Two organizations can sign a Memorandum of Understanding to cooperate on a program. One of them spends money on the basis of their agreement to set up the program and the other – without whose participation the program cannot work – turns around. The first organization may then be required to repay the grant allowance, since it was spent on a program that never took place. In this case, although there was no contract or exchange in the original agreement, the law could force the second organization to reimburse the first organization… or maybe not. It would depend on the circumstances and the opinion of the judge – so it is a grey area. For example, a diverse group of organizations, including a women`s crisis centre, an organization for the elderly, an adult literacy program, a community-run theatre, a family planning program and a youth service provider, came together to look for funding that could affect two or more of them. Their goals were to generate creative programs and find new and different sources of funding for all organizations. They drafted a Memorandum of Understanding detailing their relationships and describing how they would seek common funding and how common funding could work in different circumstances. If the contract is to be concluded in court, its expectations must be clear enough to be applied. (It is a good idea to work out the details of the contract with the contractor if possible.

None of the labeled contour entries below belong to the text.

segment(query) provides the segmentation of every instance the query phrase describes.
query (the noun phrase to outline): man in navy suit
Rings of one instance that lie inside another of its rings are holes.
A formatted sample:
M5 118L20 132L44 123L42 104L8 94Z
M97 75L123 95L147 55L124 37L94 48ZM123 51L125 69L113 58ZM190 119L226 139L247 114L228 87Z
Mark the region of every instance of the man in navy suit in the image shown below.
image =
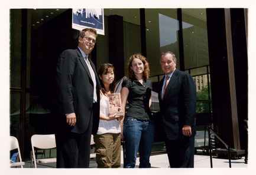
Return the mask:
M193 168L196 85L190 74L176 69L173 52L163 52L160 64L165 75L158 84L158 99L170 166Z
M92 28L80 31L78 47L67 49L57 64L57 90L61 114L57 117L57 168L88 168L90 137L99 120L99 81L88 58L96 43Z

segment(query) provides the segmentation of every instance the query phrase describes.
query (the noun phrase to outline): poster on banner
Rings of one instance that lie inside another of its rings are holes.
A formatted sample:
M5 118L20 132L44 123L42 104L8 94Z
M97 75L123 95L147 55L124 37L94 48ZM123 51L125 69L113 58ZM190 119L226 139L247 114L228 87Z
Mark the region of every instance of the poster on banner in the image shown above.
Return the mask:
M72 28L82 31L86 28L93 28L97 34L105 35L103 8L72 9Z

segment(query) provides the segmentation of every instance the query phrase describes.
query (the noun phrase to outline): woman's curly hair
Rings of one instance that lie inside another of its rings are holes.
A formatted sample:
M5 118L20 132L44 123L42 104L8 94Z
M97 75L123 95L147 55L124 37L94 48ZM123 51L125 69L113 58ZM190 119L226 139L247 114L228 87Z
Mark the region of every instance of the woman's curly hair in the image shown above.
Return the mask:
M135 58L140 59L140 60L141 60L142 62L143 65L144 66L144 71L143 72L143 78L148 79L150 77L150 65L148 61L147 61L147 58L143 55L142 55L141 54L134 54L131 55L131 57L129 58L129 62L128 64L128 72L127 77L129 79L137 78L136 75L134 74L134 72L132 71L131 68L132 61Z

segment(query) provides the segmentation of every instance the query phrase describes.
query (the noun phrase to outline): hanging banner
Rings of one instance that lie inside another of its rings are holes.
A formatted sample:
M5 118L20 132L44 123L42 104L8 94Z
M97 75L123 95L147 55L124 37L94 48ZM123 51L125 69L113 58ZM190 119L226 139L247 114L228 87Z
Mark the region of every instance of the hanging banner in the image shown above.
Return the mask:
M103 8L76 8L72 12L72 28L82 31L93 28L97 34L105 35Z

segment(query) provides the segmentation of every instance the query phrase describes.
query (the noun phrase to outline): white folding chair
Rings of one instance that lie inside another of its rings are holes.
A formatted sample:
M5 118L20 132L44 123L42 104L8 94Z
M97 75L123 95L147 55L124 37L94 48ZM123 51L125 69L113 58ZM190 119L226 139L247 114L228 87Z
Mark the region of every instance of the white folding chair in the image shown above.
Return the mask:
M95 144L95 143L94 143L93 141L93 135L92 134L92 136L90 137L90 158L93 159L96 157L96 153L94 153L94 149L93 146Z
M48 163L56 162L56 158L37 159L35 157L35 148L38 149L51 149L56 147L54 134L35 134L31 137L32 157L31 167L35 164L37 168L37 163Z
M18 141L17 138L14 136L10 136L10 143L11 143L10 151L15 149L18 150L18 155L17 155L18 158L17 159L18 161L16 161L16 157L15 159L15 160L10 160L10 167L21 166L21 167L22 169L23 166L25 165L25 163L22 161L21 159L21 151L20 150L19 143Z

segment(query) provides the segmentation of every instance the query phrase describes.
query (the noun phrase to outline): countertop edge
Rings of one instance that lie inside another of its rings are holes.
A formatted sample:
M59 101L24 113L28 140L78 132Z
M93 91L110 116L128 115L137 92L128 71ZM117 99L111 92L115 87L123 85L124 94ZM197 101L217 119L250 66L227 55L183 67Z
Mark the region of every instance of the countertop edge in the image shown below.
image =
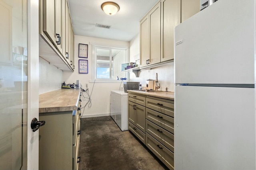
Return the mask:
M77 110L80 90L60 89L39 95L39 113Z
M144 92L136 90L128 90L127 92L133 93L147 96L149 96L155 97L170 100L174 100L174 93L172 92L161 91L158 92Z

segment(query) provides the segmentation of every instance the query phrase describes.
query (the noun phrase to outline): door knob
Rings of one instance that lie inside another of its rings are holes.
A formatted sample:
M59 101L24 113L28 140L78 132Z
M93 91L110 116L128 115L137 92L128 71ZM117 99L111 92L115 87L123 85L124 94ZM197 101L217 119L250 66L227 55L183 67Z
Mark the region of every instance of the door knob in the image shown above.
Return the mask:
M39 127L42 126L43 126L45 124L45 121L38 121L37 119L36 118L33 118L31 121L31 129L32 129L33 132L37 131Z

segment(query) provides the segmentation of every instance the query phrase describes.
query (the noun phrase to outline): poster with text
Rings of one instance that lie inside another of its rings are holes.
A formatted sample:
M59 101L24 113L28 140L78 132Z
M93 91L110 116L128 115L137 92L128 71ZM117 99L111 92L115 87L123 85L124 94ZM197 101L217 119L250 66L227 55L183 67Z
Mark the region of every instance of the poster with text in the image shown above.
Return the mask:
M78 60L79 73L88 73L88 60Z

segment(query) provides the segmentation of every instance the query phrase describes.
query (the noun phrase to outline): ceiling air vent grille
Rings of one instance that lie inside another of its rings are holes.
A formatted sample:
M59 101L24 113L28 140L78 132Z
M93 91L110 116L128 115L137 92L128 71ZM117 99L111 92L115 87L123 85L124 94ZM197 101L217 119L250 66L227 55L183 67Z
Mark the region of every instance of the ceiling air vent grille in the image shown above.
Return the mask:
M96 27L100 27L101 28L108 28L110 29L110 27L111 27L111 25L104 25L101 23L96 23Z

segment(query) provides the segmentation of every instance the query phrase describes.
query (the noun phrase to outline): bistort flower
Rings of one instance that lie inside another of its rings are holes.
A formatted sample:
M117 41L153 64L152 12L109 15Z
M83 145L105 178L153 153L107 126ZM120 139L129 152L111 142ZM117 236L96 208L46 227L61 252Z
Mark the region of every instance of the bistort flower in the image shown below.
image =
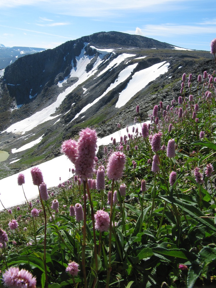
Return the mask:
M36 288L36 278L25 269L11 267L2 275L4 285L10 288Z
M77 276L78 272L80 271L78 269L79 265L74 261L68 263L68 266L66 268L65 271L68 272L69 274L73 277Z
M42 172L38 167L33 167L31 169L31 174L33 184L39 186L43 182Z
M107 166L107 174L109 179L116 181L122 177L126 158L124 153L119 151L111 154Z
M101 232L108 231L110 220L107 212L103 210L98 210L94 215L94 219L96 229Z

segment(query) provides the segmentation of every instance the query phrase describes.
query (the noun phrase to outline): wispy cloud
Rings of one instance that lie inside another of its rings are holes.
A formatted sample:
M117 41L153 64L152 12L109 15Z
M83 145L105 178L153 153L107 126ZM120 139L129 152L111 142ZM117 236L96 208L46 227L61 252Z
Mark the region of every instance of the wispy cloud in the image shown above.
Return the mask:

In this way, the terms of the contract are much more likely to be both achievable and acceptable, and the chances of the outcome being exactly what is desired are much higher.) In particular, in the kind of long, small print, the standard contract mentioned above, there are often important conditions buried in odd places. Many public funders require that you have all the registrations related to the contract for a period of time, usually five years. Depending on the terms of the contract, they can request these records at any time during this period, and if you can`t produce them – especially if you can`t prove that you spent the money as you said – you can return the money! It is important to make sure that you understand all the contractual terms, not just those that apply specifically to the services provided by you. While it is rare to see soft things in the multilateral field, transnational air agreements are in fact soft. A contract may or may not be written, although a written contract is clearer and much easier to implement than an oral contract, because a written document facilitates proof of the existence of a contract. It is not necessary to characterize it as a contract if it is clear that both parties intend to have a formal document and that it is a reflection.